We know that cycling, as with other forms of exercise, has a positive health benefit and thus can reduce health care costs. We also know that pollution from cars causes environmental damage, not the least of which ends up causing damage to human health. And we know emission of CO2, which will have future consequences, is essentially zero when cycling.

This problem of capturing the future impact of existing emissions is addressed in the June 2008 issue of Scientific American. In The Ethics of Climate Change author John Broome details the moral challenges in accounting for external consequences when those consequences are “paid” by future generations. To simplify, economists discount the value of something in the future, even life.  How much they discount the future is the subject of debate.

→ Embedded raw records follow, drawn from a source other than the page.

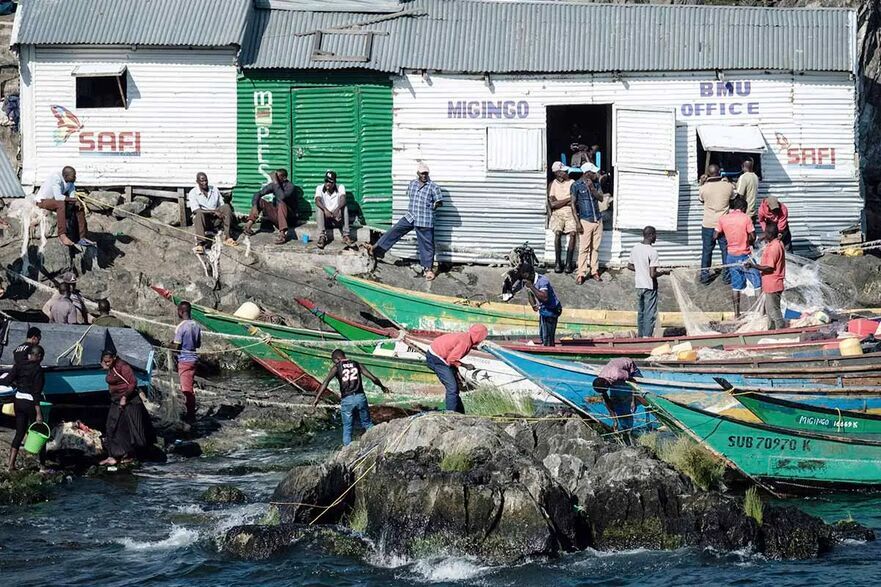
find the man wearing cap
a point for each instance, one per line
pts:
(773, 211)
(561, 219)
(277, 208)
(330, 199)
(585, 199)
(425, 197)
(58, 194)
(66, 306)
(208, 211)
(715, 194)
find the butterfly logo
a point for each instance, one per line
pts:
(67, 121)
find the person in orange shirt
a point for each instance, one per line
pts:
(773, 270)
(738, 229)
(444, 357)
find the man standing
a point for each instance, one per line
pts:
(444, 357)
(716, 194)
(645, 262)
(208, 212)
(562, 219)
(773, 211)
(773, 270)
(738, 228)
(187, 339)
(748, 187)
(352, 397)
(425, 197)
(330, 199)
(586, 200)
(546, 302)
(277, 208)
(56, 194)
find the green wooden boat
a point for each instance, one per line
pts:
(775, 455)
(261, 352)
(416, 310)
(798, 416)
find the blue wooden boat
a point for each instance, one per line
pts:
(73, 359)
(572, 384)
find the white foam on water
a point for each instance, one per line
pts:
(178, 537)
(445, 569)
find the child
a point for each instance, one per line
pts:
(352, 397)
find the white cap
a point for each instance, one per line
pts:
(589, 167)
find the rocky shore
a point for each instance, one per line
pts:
(506, 492)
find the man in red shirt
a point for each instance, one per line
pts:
(773, 211)
(773, 270)
(444, 358)
(738, 229)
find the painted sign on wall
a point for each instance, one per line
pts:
(263, 120)
(722, 99)
(807, 157)
(94, 143)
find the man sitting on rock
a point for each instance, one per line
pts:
(58, 194)
(209, 212)
(352, 397)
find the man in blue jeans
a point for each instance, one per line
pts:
(425, 197)
(444, 357)
(352, 398)
(716, 194)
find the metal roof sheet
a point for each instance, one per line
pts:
(477, 36)
(196, 23)
(10, 186)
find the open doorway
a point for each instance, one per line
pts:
(589, 125)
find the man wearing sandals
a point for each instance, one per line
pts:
(277, 208)
(425, 197)
(330, 199)
(208, 211)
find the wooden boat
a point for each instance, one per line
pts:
(572, 384)
(775, 455)
(592, 351)
(783, 413)
(415, 310)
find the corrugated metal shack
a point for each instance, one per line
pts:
(489, 94)
(131, 93)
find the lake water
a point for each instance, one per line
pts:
(151, 529)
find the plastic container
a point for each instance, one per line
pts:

Can we afford to continue ignoring externalities when calculating the value of an industry? Are cyclists shortchanged in public discussion weighing the benefits of various forms of transportation when the present and future value of cycling is not included in the benefit equation?

That’s the question for this installment of NewsCycle.

The New Gold Standard

10/22/09: Compared to most U.S. cities, Eugene is a cycling town, a fact confirmed by the League of American Bicyclists, which recently awarded gold status for local efforts to increase biking. Our officials and advocates should be proud of this achievement. And that's the problem.

By the League's own admission, their standards are a starting place given the current rate of cycling in the nation. Portland Oregon, which retains the League's highest level, platinum, pales by comparison to cities around the world regarding cyclist education, infrastructure, and promotion. For example, Tokyo achieves 20% of trips by bike, Copenhagen attains 37% and Amsterdam sustains a 40% mode share.

Eugene should be above single digit numbers given its bikeable size, mild climate, and influx of bike riding college students. But it's 8% mode share is considered exceptional in the U.S., where fewer than 1% cycle regularly.

Our gold award deserves celebration, but tempered with an understanding that there is much more to do. To increase cycling, the city should establish a specific ordinance allowing bicycle parking to substitute for a percentage of car parking, work harder to reduce bicycle theft, and establish a program for city employees to receive incentives for biking to work, as does the successful program in Edmonds, Oklahoma.

Gold is a great achievement, but it should not satisfy advocates or embolden detractors into thinking this relative merit is sufficient. Instead, Eugene should continue to make cycling a priority to protect our environment, reduce dependence on foreign oil, and improve the health of our citizens.